Uma mistura de aventura, suspense, mistério e comédia compõe a receita destinada ao público dos sete aos 12 anos. É fácil, contudo, deduzir que autor e diretores assistiam à série “Armação Ilimitada”, nos idos anos 80. Apesar das diferenças inquestionáveis entre as produções, algumas passagens resgatam uma linguagem típica do antigo seriado da Globo. Um desses momentos é o modo como a telinha do vilão Nefasto traça o perfil de cada um dos garotos náufragos, abusando de linguagem figurada e humor.

O elenco mirim, visivelmente desigual, é o ponto vulnerável da produção. Apesar da seleção ter sido feita entre quase 2 mil crianças, algumas demonstram total falta de preparo. A grande exceção é o pequeno Rafael Chagas, intérprete do impagável Micróbio. Além dele e de Ernani Moraes, Ângela Dip destaca-se também, como a surpreendente aranha Nhã-nhã-nhã.

Parece que a produção fez questão de mostrar que os R$ 10 milhões do projeto foram bem empregados. Às vezes, os efeitos especiais aparecem um pouco mais do que deveriam. O importante, porém, é que eles traduzem de modo eficiente o espírito fantástico da história. Já a caracterização, com figurino e maquiagem, é irretocável. Só não tira o brilho das tiradas críticas da história. A maioria delas sai da boca do próprio vilão.

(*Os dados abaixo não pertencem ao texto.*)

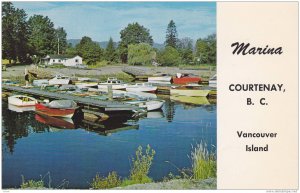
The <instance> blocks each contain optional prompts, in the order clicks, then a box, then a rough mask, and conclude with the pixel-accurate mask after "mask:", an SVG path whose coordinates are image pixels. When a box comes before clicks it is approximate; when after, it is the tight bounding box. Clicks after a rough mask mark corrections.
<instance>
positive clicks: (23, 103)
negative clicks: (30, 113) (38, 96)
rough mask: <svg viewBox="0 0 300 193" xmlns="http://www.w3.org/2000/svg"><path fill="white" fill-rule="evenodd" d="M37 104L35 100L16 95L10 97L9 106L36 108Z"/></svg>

Decidido a estudar a humanidade para, assim, poder destrui-la, Nefasto tira suas próprias conclusões sobre a civilização. Numa delas, por exemplo, deduz que os passageiros de um trem lotado são, na verdade, vítimas engolidas por um monstro comprido e cruel. Ninguém que já tenha pego uma condução lotada na hora do “rush” questionaria esta dedução.